I have a model $Y_i= \beta_0 + \beta_1X_i+\beta_2X_i^2+\beta_3X_i^3+\epsilon_i$ with $\epsilon_i\sim\mathcal{N}(0,\sigma^2)$. Is the following formula correct for calculating the width of a 95% prediction interval for a new datapoint $x_{new}$:

$2 \times t_{0.975,n-4} \sigma_p$,

where $\sigma_p^2=\sigma^2[x_{new}(X^tX)^{-1}x_{new}+1]$ and $X$ is the design matrix.

If I have only 4 points in the design matrix ($n=4$), it means I need to take a quantile of a t-distribution with 0 degrees of freedom. There must be something wrong with my formula.
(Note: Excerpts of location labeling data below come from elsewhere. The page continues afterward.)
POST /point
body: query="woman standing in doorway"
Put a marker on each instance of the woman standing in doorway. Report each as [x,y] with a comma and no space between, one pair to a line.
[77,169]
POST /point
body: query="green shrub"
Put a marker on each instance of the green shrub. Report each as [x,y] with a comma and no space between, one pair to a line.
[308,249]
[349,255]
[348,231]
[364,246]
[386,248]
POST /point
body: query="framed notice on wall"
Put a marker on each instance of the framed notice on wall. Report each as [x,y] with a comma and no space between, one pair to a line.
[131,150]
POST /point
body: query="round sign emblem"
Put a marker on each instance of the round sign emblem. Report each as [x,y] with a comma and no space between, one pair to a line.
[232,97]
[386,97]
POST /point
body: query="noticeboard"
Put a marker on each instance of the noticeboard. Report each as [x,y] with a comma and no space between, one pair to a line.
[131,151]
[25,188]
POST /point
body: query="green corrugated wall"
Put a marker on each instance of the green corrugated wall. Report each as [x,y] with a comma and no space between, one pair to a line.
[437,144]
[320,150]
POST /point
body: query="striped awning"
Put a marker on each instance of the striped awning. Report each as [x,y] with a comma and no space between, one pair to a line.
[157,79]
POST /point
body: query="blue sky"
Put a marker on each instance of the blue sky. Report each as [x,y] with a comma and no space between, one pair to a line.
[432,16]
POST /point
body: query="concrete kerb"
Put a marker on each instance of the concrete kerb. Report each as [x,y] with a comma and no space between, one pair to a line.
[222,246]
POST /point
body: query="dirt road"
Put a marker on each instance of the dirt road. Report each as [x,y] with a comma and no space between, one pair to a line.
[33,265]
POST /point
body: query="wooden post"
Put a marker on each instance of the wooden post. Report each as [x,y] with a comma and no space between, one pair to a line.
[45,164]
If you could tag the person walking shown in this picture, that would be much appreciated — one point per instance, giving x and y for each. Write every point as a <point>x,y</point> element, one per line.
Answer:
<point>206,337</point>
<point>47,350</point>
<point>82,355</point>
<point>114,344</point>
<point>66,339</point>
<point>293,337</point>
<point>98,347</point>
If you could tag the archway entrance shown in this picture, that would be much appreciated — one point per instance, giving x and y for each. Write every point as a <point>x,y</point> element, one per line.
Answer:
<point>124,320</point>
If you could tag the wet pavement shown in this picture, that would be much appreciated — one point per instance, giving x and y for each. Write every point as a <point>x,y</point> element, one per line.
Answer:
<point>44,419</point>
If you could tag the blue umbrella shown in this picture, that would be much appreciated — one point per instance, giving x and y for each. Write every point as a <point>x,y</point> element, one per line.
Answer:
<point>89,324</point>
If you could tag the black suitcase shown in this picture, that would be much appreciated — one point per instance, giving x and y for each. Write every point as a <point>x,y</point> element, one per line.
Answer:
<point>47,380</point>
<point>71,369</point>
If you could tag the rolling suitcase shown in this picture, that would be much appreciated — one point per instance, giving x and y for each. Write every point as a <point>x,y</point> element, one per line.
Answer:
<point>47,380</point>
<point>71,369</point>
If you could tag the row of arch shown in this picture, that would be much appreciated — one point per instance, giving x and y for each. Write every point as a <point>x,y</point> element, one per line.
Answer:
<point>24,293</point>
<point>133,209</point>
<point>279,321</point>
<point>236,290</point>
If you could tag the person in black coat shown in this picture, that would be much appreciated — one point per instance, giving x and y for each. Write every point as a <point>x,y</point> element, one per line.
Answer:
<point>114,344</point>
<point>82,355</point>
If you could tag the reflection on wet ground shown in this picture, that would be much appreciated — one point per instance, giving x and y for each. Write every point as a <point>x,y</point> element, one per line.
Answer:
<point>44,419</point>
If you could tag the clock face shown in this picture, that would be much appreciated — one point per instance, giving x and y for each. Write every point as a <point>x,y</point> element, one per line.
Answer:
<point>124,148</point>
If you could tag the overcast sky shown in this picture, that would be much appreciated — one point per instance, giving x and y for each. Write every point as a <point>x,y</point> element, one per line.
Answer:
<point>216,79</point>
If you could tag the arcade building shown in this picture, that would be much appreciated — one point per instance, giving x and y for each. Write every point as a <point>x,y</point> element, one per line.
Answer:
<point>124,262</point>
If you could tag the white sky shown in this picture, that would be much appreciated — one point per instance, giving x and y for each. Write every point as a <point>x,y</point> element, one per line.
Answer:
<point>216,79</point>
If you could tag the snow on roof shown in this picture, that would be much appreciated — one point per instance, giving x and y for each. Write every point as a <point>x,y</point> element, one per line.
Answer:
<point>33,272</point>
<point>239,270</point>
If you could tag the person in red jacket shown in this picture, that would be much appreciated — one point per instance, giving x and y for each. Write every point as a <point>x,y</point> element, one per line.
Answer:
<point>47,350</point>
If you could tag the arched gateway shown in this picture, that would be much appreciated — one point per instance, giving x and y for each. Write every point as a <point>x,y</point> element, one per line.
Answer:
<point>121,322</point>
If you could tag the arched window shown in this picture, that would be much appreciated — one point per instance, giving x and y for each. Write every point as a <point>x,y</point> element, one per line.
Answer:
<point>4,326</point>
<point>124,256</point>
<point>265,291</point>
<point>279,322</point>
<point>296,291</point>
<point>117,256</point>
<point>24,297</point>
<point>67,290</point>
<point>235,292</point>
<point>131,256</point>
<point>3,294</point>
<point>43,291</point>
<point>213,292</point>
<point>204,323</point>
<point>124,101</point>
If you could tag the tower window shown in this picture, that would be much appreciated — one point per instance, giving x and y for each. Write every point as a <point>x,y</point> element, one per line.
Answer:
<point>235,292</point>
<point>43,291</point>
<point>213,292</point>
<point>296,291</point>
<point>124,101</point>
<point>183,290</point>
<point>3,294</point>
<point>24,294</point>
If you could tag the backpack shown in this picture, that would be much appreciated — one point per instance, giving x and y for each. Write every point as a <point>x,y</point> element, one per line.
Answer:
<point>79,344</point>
Please help me.Thank you very much!

  • 1
    $\begingroup$ The formula is correct as long as all assumptions of OLS are fulfilled. If you have only four observations and four parameters, then you have perfect fit. Performing statistical inference is useless in such a case. $\endgroup$ – Michael M Apr 20 '15 at 17:48

It is not correct, the width of the interval is $$ 2\times t_{0.975, n-p}\sigma_p, $$ i.e., without the square.

You'll need at least one more observation, or you must drop a term from your polynomial.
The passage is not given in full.